My problem is that I'm not quite sure how to do this (if this is the right approach, that is). Any help/suggestions/tips would be greatly appreciated!

shwaip
17 Jul 2008, 2:46am
are you doing this in windows or linux?

geodave
17 Jul 2008, 3:41am
I'm doing this in Windows.

shwaip
17 Jul 2008, 4:35am
if you had been using linux, it could have been a 1-line bash command :P

rather than saying:

x = xyz(:,1);
y = xyz(:,2);
z = xyz(:,3);
B = [ x y z ];


you can just address the columns of xyz:


xyz(:,1:3);

So, your problem is that you're creating 3 copies of the data in your memory. below should only be 1 copy.

i think this should work.



clear all

% CHANGE THIS TO YOUR FILE'S NAME
xyz_data = load('serrano_all_data.txt');


% no header
dlmwrite('xyz_no_header.txt',xyz_data(:,1:3)); % comma delimited

% with headers
fid = fopen('xyz_header.txt','w+t');
fprintf(fid,'x,y,z\n'); % writes headers to text file
fclose(fid);
dlmwrite('xyz_ArcMap.txt',xyz_data(:,1:3),'-append'); % comma delimited, appends new xyz matrix to text file

geodave
17 Jul 2008, 8:44am
Thanks for looking at this. I copied and pasted your modified version of my script, and ran it using the small sample of the dataset. It worked nicely. But, when I ran it using the large dataset (~0.6 Gb text file, four columns by ~16 million rows), I received the following error:

??? Error using ==> load
Out of memory. Type HELP MEMORY for your options.

Error in ==> new_utility at 4
xyz_data = load('serrano_all_data.txt');

It's different than the error I used to get when I used my old script in that MATLAB wasn't happy using "horzcat", whereas now MATLAB isn't happy using "load".

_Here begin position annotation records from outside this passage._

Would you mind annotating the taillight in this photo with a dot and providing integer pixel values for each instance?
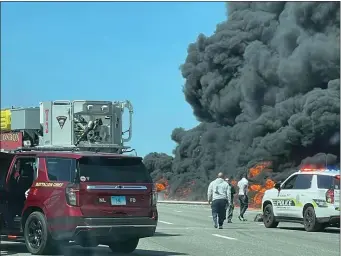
(72, 195)
(330, 196)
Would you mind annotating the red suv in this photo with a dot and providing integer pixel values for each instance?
(49, 198)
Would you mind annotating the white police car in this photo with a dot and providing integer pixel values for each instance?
(309, 196)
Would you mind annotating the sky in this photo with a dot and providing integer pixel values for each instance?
(106, 51)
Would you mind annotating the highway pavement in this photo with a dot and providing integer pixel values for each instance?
(188, 230)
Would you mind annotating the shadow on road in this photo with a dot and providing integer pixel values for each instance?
(328, 230)
(11, 249)
(102, 251)
(19, 248)
(165, 234)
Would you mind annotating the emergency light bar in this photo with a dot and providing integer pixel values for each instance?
(318, 170)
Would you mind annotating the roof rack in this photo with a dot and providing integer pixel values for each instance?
(107, 148)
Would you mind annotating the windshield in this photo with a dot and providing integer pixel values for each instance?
(115, 170)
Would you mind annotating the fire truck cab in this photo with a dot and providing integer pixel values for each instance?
(64, 177)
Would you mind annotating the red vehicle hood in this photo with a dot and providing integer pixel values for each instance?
(11, 140)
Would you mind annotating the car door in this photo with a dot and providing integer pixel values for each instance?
(283, 203)
(300, 193)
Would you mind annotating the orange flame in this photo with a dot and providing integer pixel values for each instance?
(258, 168)
(269, 184)
(160, 187)
(255, 187)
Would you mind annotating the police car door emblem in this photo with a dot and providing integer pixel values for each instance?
(61, 120)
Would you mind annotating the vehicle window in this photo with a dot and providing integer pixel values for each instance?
(327, 182)
(60, 169)
(116, 170)
(5, 163)
(289, 184)
(303, 181)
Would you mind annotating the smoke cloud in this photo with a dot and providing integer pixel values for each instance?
(265, 87)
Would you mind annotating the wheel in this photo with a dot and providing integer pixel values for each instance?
(269, 219)
(309, 220)
(124, 246)
(37, 236)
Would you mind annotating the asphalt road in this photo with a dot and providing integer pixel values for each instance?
(188, 230)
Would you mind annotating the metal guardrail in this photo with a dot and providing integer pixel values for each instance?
(197, 203)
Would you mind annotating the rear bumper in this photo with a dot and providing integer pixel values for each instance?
(332, 220)
(105, 229)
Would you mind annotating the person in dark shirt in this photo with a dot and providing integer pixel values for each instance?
(231, 205)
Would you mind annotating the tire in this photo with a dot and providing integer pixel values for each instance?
(269, 219)
(42, 242)
(309, 220)
(125, 246)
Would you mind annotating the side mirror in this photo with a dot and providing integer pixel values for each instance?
(277, 186)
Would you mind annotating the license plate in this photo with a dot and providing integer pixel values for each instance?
(118, 200)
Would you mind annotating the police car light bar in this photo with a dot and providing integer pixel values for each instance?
(318, 170)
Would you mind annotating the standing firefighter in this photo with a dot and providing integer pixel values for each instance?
(230, 207)
(243, 198)
(219, 196)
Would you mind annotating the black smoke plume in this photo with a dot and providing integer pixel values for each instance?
(265, 87)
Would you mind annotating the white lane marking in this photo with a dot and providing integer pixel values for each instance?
(226, 237)
(165, 222)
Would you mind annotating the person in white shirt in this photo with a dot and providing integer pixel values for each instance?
(219, 195)
(242, 196)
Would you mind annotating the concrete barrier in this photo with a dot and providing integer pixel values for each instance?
(181, 202)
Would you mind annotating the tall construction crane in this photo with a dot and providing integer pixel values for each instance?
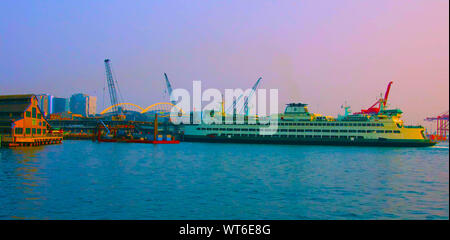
(245, 107)
(380, 102)
(117, 110)
(255, 86)
(169, 88)
(442, 125)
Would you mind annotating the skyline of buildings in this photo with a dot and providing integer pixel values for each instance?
(83, 104)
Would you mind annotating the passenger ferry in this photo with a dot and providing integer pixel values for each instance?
(298, 126)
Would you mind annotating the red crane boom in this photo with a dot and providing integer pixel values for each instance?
(373, 109)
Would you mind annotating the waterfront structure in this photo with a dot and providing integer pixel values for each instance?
(83, 104)
(60, 105)
(45, 102)
(22, 122)
(92, 106)
(298, 126)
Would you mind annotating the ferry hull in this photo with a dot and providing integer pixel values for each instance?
(312, 141)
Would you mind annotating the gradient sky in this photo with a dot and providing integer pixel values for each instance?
(319, 52)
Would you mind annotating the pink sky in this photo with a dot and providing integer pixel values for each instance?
(319, 52)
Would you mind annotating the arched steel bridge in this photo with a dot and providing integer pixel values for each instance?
(162, 108)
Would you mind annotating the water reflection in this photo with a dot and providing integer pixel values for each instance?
(25, 179)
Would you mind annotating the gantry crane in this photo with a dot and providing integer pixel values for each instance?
(117, 110)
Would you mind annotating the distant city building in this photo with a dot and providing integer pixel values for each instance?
(60, 105)
(45, 103)
(92, 105)
(83, 104)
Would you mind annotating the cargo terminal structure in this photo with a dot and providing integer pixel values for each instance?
(22, 122)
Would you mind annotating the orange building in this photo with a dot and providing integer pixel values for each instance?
(22, 122)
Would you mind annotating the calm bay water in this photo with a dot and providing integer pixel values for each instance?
(88, 180)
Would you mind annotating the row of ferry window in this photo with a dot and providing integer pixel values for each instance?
(34, 131)
(297, 136)
(334, 124)
(303, 130)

What are your thoughts on this? Again, thanks for spending the time in helping me with this.

shwaip
17 Jul 2008, 7:00pm
Hi.

Basically, you're running out of memory. You're right that the file is way too long.

try this (it'll probably be slow):



clear all

% open files
fp = fopen('serrano_all_data.txt');
fp_head = fopen('xyz_header.txt','w+t');
fp_nohead = fopen('xyz_noheader.txt','w+t');

%write headers
fprintf(fp_head,'x,y,z\n');

while 1
line = fgetl(fp); %read line
if ~ischar(line),break,end; %make sure that we got data
spl = regexp(line,' ','split'); %split on space
fprintf(fp_head,'%f,%f,%f',spl{1},spl{2},spl{3}); %write data to file with head
fprintf(fp_nohead,'%f,%f,%f',spl{1},spl{2},spl{3}); %write data to file with no head
end

fclose all; %close pointers

geodave
18 Jul 2008, 12:58am
I tried your latest version of the script, and it was taking quite a long time to process the text file (I had to force MATLAB to quit after about 1 hour from the start of the run). However, I tried running your older modified version of the script from the post where you suggested I address the columns of x, y, and z as follows:

xyz(:,1:3); using a computer with greater RAM... and it worked! It took ~39 minutes to process the ~0.6 Gb text file, but it did it flawlessly!

I appreciate your help with this. Thank you!